Every other project, I encounter other designers (web, print) at clients, and sometimes we end up having discussions about my project. Feedback I often get:

  • I use very basic fonts
  • I use old fashioned shapes, I do not use icons
  • I frame images on slides rather than letting them "bleed" of the page

Part of this is personal taste, part of this has to do with the world of presentations, which is different than other design disciplines

  • Fonts:
    • Presentations get edited by many people, on many different operating systems, all the time. These machines are unlikely to have the required custom fonts installed. Brochures are designed once and sent to print, presentations are live documents edited by groups of people.
    • Presentations are business documents that need a calm and professional look. Cute fonts might look nice on one page, but 40 pages in (once you got down to next year's budget data), you get tired of tehm
  • Shapes and icons
    • Icons work in UI design, or on small mobile phone screens. Icons work if the user can remember them, see them often, repeatedly (the floppy disk to save a file for example). Icons that are less clear (a factory to visualise business), or cliche (dollar signs to show revenue).
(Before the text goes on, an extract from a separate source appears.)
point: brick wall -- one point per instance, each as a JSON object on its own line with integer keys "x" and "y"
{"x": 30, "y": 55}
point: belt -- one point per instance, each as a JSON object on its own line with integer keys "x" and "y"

These icons take up space and do not add much value
    • Basic shapes without sophisticated borders and straight angles are calm, easy on the eye, and are very efficient to hold text and can be edited by non-designers
  • Framing images: there are a few types of presentations slides. Big images is one. But there are also tables, graphs, text pages, and girds of images/text boxes. While big images might look good bleeding of the page, it makes the design look less consistent with the other pages in the deck. Hence that I frame them most of the time, to make the title pop out of the slide without the need for semi transparent text backgrounds. Have a look of some of the classic graphic designers from the 1960s, they often frame images as well in white space.